What exactly is the title of Fantagraphics' new anthology referring to? Is the “Now” supposed to imply that its contributors are the most noteworthy cartoonists of the moment? Is this an anthology focused primarily on contemporary cultural and political issues? Or is the title just designed to get you to pick up comic and start reading right away?
It’s been awhile since we’ve had a notable ongoing anthology series from Fantagraphics (assuming you don’t count the last volume of Kramers Ergot). The stalwart indie publisher has a lengthy history of putting out cutting-edge (or at least intriguing) anthologies like Snake Eyes. Pictopia, and my personal favorite, Zero Zero.
Now is edited by Fantagraphics associate publisher Eric Reynolds, who, perhaps more notably for the purposes of this review, was the editor of the celebrated anthology Mome, the last volume of which came out in 2011. The impetus behind that series, at least initially, was to give up-and-coming cartoonists the chance to showcase their work on a semi-regular basis.

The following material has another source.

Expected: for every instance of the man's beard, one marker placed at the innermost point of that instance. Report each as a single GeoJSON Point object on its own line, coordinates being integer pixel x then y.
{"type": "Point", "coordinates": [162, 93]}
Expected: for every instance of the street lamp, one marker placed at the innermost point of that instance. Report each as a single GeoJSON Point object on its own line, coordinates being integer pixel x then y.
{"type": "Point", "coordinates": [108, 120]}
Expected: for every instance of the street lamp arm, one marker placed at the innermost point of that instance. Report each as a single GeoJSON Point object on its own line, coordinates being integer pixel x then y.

Now seems to have similar goals. Reynolds writes in a brief introduction in the first volume that he hopes the anthology will appeal to the “comics-curious” as well as the serious aficionado and be a platform for “showcasing diversity in the comics field.” One noticeable difference is a focus on short, self-contained stories, as Mome frequently featured serialized narratives.
There are other differences, mostly in production. Now is much slimmer than Mome, with thinner, slightly glossier paper and a size matching the more traditional comic book format rather than Mome’s squarish shape. The result is that Now feels like it is designed to be less prestigious than its predecessor – something designed for the comic shop or magazine rack (do those still exist?) than the bookstore shelf.
But let’s get back to that original question. The two volumes published thus far boast an impressive list of contributors, which would suggest Reynolds is taking the “noteworthy cartoonist” tack. There are established names like Eleanor Davis, Dash Shaw, Gabrielle Bell, Noah Van Sciver, and Sammy Harkham; lesser known but no less talented folk like Antoine Cosse, Joseph Remnant, Andrice Arp, and Tobias Schalken; and a few artists I wasn’t familiar with but want to learn more about: Daria Tessler, Conixta Hererro, and Kaela Graham, to name a few.
Now's covers, on the other hand, seem designed to court controversy, or at least grab your attention. The inaugural issue’s cover by Rebecca Morgan features a closeup of a woman’s face with her tongue sticking out, upon which lies a small pill. The title? “Plan B on Easter Sunday”. For the second issue, Christian Rex Van Minnen’s cover features a woman, drawn in the style of a Dutch master, except for the fact that she’s vomiting rainbow-colored droplets while her eyes bug cartoonishly out of her head. So maybe Now is focused on pushing some cultural and political buttons.
Delving inside, however, there is little that feels ripped from the headlines, which isn’t to say politics are completely absent. Dash Shaw’s “Scorpio” deals with a woman giving birth on Election Day 2016, a personal moment of change interrupted by national upheaval. Tommi Parish’s “untitled” details a conversation between two LGBTQ characters talking about their difficulties in finding love and acceptance. Anuj Strestha’s “National Bird” plays off the idea of government surveillance in surreal manner.
But it’s the general tone of the stories more than their explicit content that suggest a commentary on current life in America (and perhaps abroad). A good deal of the material in Now is suffused with anxiety, stress and dread. J.C. Menu’s excellent "S.O.S. Suitcases" is a dreamlike tale of shadowy figures and mislaid items and plans. Ariel Lopez V.’s "A Perfect Triangle" imagines a sinister, alien city hiding in plain sight. Bell’s comic deals with a male neighbor who passively aggressively insists on sitting around naked in full view of the cartoonist. Davis's "Hurt or Fuck" features two characters stumbling about in an odd courtship while buildings burn in the background.
Perhaps the most trenchant story – and the best one thus far – is "The Apocalypse According to Doctor Zeug" by Fabio Zimbres, a rough-hewn, spiraling, free-associative tale involving would-be prophets, corrupt politicians, economic disparity and more. It’s ominous, doom-laden demeanor seems particular incisive, which is noteworthy considering it was drawn about twenty years ago.
So perhaps Now’s title is not referring to one particular thing but several – highlighting work by established and new cartoonists, dealing with modern life and packaged in a manner that urges your immediate attention. It is difficult to say if Now will maintain this sense of immediacy as it continues; Mome changed a great deal in scope and vision as it progressed through its tenure. But Reynolds has proven to be a sharp and curator of talent and the first two issues indicate that Now is poised to become something very special indeed.